Y este es el punto: las violaciones también se dan en las relaciones de pareja. Se sabe que las relaciones sexuales dentro de esta son parte fundamental del desarrollo, y perpetuación de la misma, e incluso se maneja la idea que dentro de una pareja “todo vale”. Sin embargo es vital poner de manifiesto, que aun dentro de un vínculo sentimental estable -llámese matrimonio, noviazgo, relación libre, unión de hecho, etcétera-  se pueden generar actos sexuales no consentidos que estarían constituyendo per sé un delito de violación, los cuales por cierto; muchas veces no se denuncian por desconocimiento.
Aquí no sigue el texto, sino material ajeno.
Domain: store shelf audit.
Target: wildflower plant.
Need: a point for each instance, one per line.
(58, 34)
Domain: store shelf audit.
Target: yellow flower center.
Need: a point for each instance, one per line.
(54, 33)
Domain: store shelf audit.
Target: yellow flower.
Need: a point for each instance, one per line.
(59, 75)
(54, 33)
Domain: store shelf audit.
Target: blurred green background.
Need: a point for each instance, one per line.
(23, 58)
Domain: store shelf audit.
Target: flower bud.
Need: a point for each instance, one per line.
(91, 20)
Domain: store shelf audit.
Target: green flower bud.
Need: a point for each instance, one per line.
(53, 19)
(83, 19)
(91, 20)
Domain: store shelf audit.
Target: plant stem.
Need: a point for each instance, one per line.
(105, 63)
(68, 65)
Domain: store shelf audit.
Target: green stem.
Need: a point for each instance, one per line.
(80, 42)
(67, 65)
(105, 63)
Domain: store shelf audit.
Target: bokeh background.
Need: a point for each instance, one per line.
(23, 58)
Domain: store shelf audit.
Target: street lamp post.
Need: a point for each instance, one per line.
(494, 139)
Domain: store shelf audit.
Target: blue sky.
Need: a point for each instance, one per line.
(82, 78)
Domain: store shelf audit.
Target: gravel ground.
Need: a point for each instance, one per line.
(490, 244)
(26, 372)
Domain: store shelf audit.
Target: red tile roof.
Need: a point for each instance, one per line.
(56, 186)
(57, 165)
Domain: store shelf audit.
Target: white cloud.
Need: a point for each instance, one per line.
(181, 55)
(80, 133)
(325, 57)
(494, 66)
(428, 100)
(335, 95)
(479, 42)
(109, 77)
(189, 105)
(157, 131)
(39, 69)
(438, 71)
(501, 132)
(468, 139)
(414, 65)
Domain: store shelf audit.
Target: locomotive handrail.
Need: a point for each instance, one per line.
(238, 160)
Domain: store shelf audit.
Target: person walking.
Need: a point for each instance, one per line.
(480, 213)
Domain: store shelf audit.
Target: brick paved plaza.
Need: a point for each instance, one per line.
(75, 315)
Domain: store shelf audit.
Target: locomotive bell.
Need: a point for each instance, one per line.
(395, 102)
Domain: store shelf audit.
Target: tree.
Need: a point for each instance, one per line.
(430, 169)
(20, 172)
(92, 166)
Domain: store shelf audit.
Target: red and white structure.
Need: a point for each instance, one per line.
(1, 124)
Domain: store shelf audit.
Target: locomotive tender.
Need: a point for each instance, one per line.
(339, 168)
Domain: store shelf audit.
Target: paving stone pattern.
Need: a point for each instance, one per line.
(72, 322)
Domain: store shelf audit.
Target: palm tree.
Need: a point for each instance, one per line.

Las Naciones Unidas informan de que un 25% de los hombres encuestados en Asia y el Pacífico confesaron que han violado a por lo menos una mujer a lo largo de sus vidas, la mayoría dentro de una relación de pareja.

En efecto, aunque en algunas legislaciones no se mencione explícitamente que la violación se puede dar dentro de una relación de pareja, no por ello se excluye; ningún artículo o ley en el mundo –a excepción de algunos países del medio oriente- establece una excepción para el caso de los matrimonios, por lo que deberá prevalecer la norma general y aplicarse de manera extensiva. 

Esto quiere decir que si su pareja le coacciona o presiona a tener relaciones sexuales en un momento en que usted no lo desea, si introduce dedos, juguetes sexuales, o cualquier otro objeto en la vagina y/o ano sin su aprobación,  si le obliga a realizar sexo oral a este o a un tercero, le expone a actos sexuales con otras personas, o peor aún hace uso de la fuerza física, la intimidación o amenazas hacia usted o sus hijos con el fin de que acceda a cualquier petición; constituye una violación.  La mujer a veces accede a las peticiones porque piensa que no es lo bastante buena en la cama, porque es una obligación complacer a su pareja o porque cree que este tiene derecho de experimentar sexualmente. No es cierto, nadie está obligado a tener relaciones sexuales bajo ninguna modalidad, aun ni dentro de una relación estable.

Reflexionemos seriamente.

Así encontramos que la violación de este tipo puede llegar a ser una tortura prolongada y con muchas aristas.  Se pierde la autoestima, se crea una inseguridad, un temor constante, e incertidumbre de que en cualquier momento deberá ceder a las peticiones sexuales del otro.  Sin embargo, y lo más lamentable; es que el peor reto ocurre cuando la mujer se atreve a denunciar a su esposo o conviviente ante las autoridades y se encuentra con un muro de contención: dudan de su declaración, cuestionan los hechos, los motivos, las pruebas, -generando una re victimización-, algunos se burlarán, lo verán exagerado, feminista, ridículo- claro eso es lo que la sociedad patriarcal quiere que pensemos- ¿y entonces para que las leyes?

Es importante e imprescindible que seamos conscientes de que el matrimonio no es un contrato, es un pacto de amor entre dos personas con dignidad y libertad, e igualmente una relación de pareja no se basa en la complacencia de uno solo, sino en una reciprocidad de amor, compañía, y apoyo mutuo. Dentro de una pareja todo vale, claro, pero el límite lo marca usted y en el momento en que lo traspasan o le obligan a hacerlo, es el momento justo de salir de ella. Quizá no podamos prevenir o poner fin a todas las violaciones que se dan en el mundo, pero si a las que empiezan en el hogar.